Intended primarily for schools and peace groups, online testimonies through the Peace Memorial Museum require a minimum of 10 participants, though multiple households can register together to meet the requirement. The application is available on the Hiroshima Peace Memorial Museum’s website.

Meanwhile, organizations that focused on Hiroshima’s immense pre-coronavirus ranks of overseas visitors have had to completely retool their activities.

“We haven’t been able to hold regular meetings, so we started using Zoom,” says Reiko Inaba, treasurer for Hiroshima Interpreters for Peace, founded in 1984 to provide guided tours and translation services for activists, journalists, and other visitors to Hiroshima.

Reiko Inaba, treasurer for Hiroshima Interpreters for Peace, says it is important to transmit the message and experiences of Hiroshima to the world. | PETER CHORDAS
Reiko Inaba, treasurer for Hiroshima Interpreters for Peace, says it is important to transmit the message and experiences of Hiroshima to the world. | PETER CHORDAS

But after COVID-19 flared up on the global stage, the group changed roles and now plans to livestream in English from the Peace Park for the 75th anniversary. Broadcasts will occur throughout the day with virtual tours of the Peace Park and testimonies from two A-bomb survivors.

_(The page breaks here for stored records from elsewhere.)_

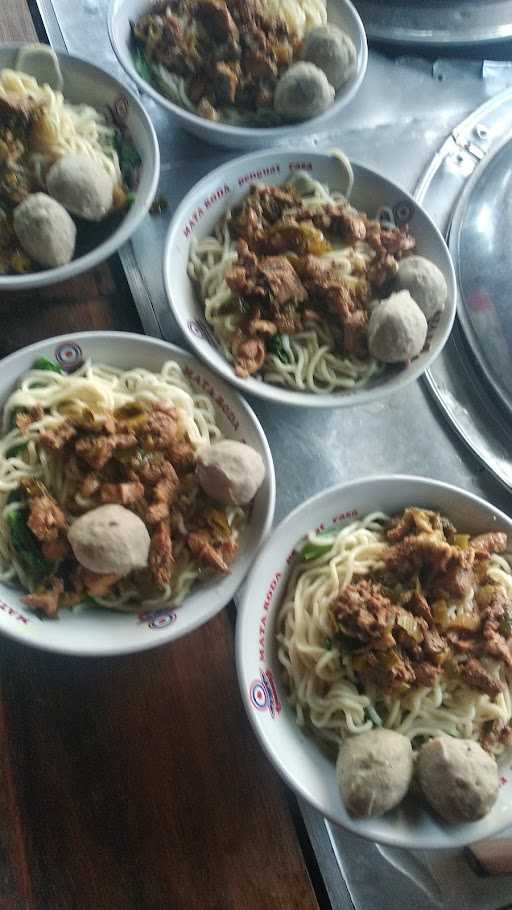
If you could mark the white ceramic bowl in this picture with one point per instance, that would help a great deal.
(85, 83)
(99, 632)
(224, 188)
(296, 756)
(340, 12)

Inaba welcomes the change.

“Speaking only with visitors to Hiroshima, it becomes easy to feel like everyone knows the facts about atomic bombs,” she says. “We have to bring Hiroshima’s message to people around the world who don’t know what will really happen if someone uses a nuclear weapon.”

Watanabe also sees the COVID-19 age as a catalyst for transformation.

“We can get a lot of inspiration from the coronavirus situation on how to change our society, our economy, and our relationships with one another,” she says. “The whole planet faces the same situation — not only with the pandemic, but also with climate change and nuclear war.”

Yet she fears that people often forget the latter of these threats.

“It fades from their minds,” Watanabe says. “So, how can we raise global consciousness of nuclear war? That is our mission as citizens of Hiroshima.”